Among other unfortunate things, “Abraham Lincoln: Vampire Hunter” must be the crummiest-looking big-budget movie of the year to date.

The picture has the flat lighting of a TV soap opera, and its effects–brazenly fakey landscapes under highly unlikely skies–might have been devised by a small child with a birthday watercolor set.

Also problematic is the film’s star, Benjamin Walker, a well-regarded stage actor who’s too bland here–and, worse, a bit too Randy-Quaid-like–to really work the stovepipe hat of our sixteenth president.

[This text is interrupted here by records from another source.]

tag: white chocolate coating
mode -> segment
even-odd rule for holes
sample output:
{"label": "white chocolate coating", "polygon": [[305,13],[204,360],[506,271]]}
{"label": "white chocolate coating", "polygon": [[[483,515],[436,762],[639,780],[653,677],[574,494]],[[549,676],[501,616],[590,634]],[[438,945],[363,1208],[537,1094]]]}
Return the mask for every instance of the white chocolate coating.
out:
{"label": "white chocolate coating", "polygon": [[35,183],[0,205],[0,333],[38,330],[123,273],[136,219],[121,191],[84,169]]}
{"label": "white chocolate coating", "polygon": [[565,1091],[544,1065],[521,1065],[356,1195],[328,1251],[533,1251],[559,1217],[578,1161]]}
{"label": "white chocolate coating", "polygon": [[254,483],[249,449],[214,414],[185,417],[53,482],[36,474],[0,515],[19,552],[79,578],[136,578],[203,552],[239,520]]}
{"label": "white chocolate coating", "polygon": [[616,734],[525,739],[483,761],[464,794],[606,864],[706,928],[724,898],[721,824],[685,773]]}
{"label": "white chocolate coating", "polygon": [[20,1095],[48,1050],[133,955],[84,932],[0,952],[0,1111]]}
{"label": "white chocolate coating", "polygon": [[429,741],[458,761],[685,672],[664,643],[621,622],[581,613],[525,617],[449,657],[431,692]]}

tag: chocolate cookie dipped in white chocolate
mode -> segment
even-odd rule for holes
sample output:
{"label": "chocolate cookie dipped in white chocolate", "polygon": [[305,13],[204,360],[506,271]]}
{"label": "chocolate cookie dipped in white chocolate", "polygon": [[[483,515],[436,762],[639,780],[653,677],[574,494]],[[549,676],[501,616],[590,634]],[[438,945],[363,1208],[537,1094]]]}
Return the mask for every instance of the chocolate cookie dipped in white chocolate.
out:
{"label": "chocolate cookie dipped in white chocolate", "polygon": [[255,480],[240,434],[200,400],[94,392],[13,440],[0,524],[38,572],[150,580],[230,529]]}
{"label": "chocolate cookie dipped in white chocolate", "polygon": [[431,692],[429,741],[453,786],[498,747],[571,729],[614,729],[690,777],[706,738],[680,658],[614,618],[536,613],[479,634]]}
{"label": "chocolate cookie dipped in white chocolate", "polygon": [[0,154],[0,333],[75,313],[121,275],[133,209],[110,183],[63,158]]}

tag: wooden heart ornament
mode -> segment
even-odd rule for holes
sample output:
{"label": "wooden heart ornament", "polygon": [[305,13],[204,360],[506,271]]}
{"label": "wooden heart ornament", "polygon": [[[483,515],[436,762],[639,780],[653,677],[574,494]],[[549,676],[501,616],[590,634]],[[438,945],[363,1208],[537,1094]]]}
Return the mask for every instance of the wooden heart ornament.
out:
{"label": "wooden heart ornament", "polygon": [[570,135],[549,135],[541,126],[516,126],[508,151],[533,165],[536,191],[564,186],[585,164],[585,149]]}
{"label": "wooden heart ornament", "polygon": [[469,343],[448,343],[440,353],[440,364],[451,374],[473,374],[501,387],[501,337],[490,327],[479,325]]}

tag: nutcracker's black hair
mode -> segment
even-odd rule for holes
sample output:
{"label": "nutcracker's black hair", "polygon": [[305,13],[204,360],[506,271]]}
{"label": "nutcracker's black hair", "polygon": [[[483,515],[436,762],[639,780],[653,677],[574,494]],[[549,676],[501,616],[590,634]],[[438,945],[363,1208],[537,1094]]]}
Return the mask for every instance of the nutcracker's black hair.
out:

The Lincoln we have in this telling, of course, is more than just the log-chopper and Great Emancipator of history: he’s a scourge of the legions of vampires who infest his young country (with a heavy concentration in the Old South). This cute idea is the work of screenwriter Seth Grahame-Smith, adapting his own novel, which was itself a sequel to his breakthrough stunt, the 2009 “Pride and Prejudice and Zombies.”

The movie might have been better with a bit more humor–well, intentional humor–of the sort that would seem to be inherent in the story’s smart-aleck concept. But Kazakhstani director Timur Bekmambetov is not a man to whom one goes for sly wit. Best known for his sprawling Russian vampire films “Night Watch” and “Day Watch,” and for the amusingly excessive Angelina Jolie vehicle “Wanted,” Bekmambetov is a filmmaker for whom too much can never begin to be enough, and he pulls out every available stop for the two most imaginative sequences here–a wild chase staged amid a thundering horse stampede and a raging confrontation aboard a train racing across a burning railroad bridge.